Web Scraping Lab Assignment

Step 1. Pull in packages. (rvest) Pull in the website to be scraped.

library('rvest')
## Warning: package 'rvest' was built under R version 3.5.3
## Loading required package: xml2
## Warning: package 'xml2' was built under R version 3.5.3
url <- 'http://www.imdb.com/search/title?count=100&release_date=2016,2016&title_type=feature'
webpage <- read_html(url)

Step 2. Use CSS Selectors to scrape the rankings section

rank_data_html <- html_nodes(webpage,'.text-primary')
#convert the ranking data to text.
rank_data <- html_text(rank_data_html)
head(rank_data)
## [1] "1." "2." "3." "4." "5." "6."

Step 3. Convert data to numerical format.

rank_data <- as.numeric(rank_data)
head(rank_data)
## [1] 1 2 3 4 5 6

Step 4. Scrape the title section and convert title data to text.

title_data_html <- html_nodes(webpage,'.lister-item-header a')
title_data <- html_text(title_data_html)
head(title_data)
## [1] "Suicide Squad"  "Moonlight"      "Rogue One"      "The Handmaiden"
## [5] "Split"          "La La Land"

Step 5. Scrape description data field and convert to text.

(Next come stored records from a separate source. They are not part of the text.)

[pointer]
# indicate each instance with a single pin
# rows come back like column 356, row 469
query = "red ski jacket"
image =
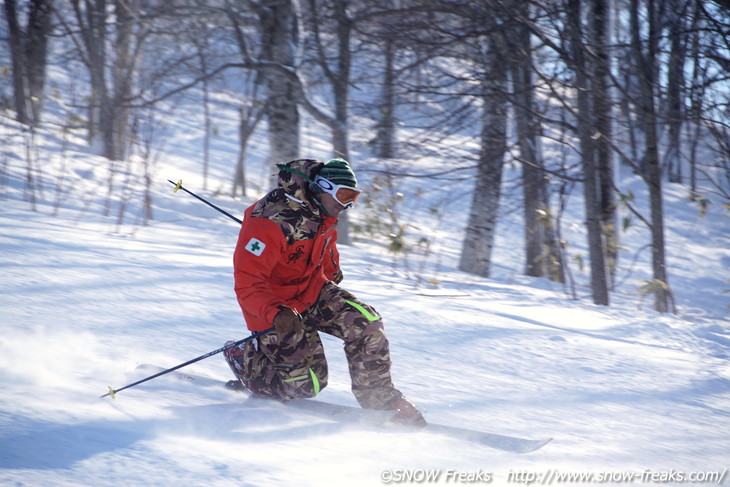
column 286, row 249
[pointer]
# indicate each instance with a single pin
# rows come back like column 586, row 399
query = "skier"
column 286, row 269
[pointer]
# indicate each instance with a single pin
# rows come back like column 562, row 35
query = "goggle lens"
column 344, row 195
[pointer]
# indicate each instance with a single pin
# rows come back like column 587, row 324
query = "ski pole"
column 179, row 185
column 113, row 392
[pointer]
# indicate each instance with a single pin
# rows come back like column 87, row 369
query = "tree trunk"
column 596, row 243
column 646, row 65
column 675, row 95
column 279, row 37
column 602, row 106
column 28, row 51
column 476, row 252
column 385, row 136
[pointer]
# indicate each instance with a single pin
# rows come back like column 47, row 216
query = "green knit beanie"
column 339, row 172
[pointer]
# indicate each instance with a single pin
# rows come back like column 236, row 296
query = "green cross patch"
column 255, row 246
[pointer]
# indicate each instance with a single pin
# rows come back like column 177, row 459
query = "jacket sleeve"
column 260, row 246
column 331, row 263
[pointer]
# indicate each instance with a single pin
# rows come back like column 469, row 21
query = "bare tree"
column 28, row 51
column 644, row 49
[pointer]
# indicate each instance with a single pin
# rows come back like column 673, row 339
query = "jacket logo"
column 294, row 256
column 255, row 246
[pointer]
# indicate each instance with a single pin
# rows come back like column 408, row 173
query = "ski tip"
column 537, row 445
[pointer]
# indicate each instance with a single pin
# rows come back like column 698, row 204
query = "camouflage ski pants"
column 294, row 366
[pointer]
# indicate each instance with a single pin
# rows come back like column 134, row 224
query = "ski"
column 380, row 419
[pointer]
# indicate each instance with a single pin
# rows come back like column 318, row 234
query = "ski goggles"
column 344, row 195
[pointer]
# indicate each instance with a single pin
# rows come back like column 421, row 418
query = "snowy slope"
column 622, row 390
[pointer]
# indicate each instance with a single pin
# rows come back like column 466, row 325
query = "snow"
column 620, row 389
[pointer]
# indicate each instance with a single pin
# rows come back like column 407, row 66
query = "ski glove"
column 287, row 320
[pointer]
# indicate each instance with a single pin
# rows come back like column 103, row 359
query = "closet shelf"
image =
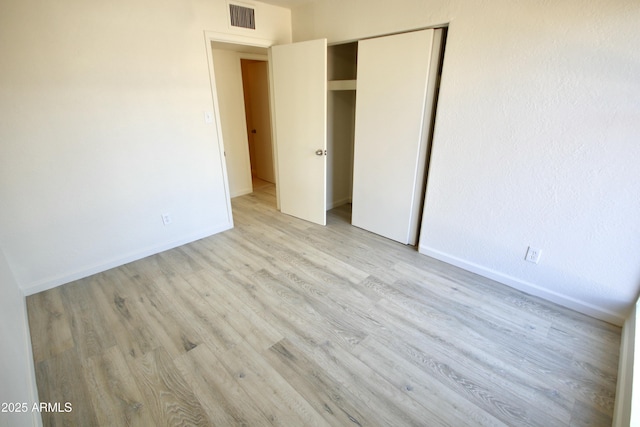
column 341, row 85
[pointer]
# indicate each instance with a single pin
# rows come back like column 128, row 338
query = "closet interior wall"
column 341, row 110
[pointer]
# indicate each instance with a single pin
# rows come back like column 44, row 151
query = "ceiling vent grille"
column 243, row 17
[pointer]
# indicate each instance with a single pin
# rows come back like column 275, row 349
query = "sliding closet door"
column 390, row 139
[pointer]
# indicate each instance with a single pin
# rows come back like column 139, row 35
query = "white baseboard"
column 31, row 377
column 336, row 203
column 52, row 282
column 242, row 192
column 530, row 288
column 624, row 403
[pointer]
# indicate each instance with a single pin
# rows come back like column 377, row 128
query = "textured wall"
column 536, row 139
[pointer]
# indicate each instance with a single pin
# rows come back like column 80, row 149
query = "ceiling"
column 286, row 3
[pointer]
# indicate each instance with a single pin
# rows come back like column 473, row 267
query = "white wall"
column 627, row 405
column 102, row 131
column 536, row 139
column 16, row 376
column 228, row 75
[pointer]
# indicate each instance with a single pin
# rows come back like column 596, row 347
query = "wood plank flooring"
column 282, row 322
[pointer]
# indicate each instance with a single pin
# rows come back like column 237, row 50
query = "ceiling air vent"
column 243, row 17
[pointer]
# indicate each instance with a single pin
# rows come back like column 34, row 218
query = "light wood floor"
column 282, row 322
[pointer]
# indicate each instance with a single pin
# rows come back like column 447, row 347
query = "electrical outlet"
column 166, row 219
column 533, row 255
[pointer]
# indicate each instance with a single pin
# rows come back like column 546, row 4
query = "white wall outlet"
column 166, row 219
column 533, row 255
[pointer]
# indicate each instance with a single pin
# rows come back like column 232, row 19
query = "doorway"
column 255, row 83
column 241, row 83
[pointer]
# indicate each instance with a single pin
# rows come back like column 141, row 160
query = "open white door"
column 390, row 136
column 299, row 91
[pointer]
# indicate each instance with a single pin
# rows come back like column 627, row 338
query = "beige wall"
column 103, row 130
column 535, row 141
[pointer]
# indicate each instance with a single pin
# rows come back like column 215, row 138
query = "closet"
column 371, row 117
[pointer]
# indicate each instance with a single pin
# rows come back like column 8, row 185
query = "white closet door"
column 299, row 82
column 390, row 140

description_data_html <- html_nodes(webpage,'.ratings-bar+ .text-muted')
description_data <- html_text(description_data_html)
#remove the '\n'
description_data <- gsub("\n","",description_data)
head(description_data)
## [1] "    A secret government agency recruits some of the most dangerous incarcerated super-villains to form a defensive task force. Their first mission: save the world from the apocalypse."
## [2] "    A young African-American man grapples with his identity and sexuality while experiencing the everyday struggles of childhood, adolescence, and burgeoning adulthood."               
## [3] "    The daughter of an Imperial scientist joins the Rebel Alliance in a risky move to steal the Death Star plans."                                                                      
## [4] "    A woman is hired as a handmaiden to a Japanese heiress, but secretly she is involved in a plot to defraud her."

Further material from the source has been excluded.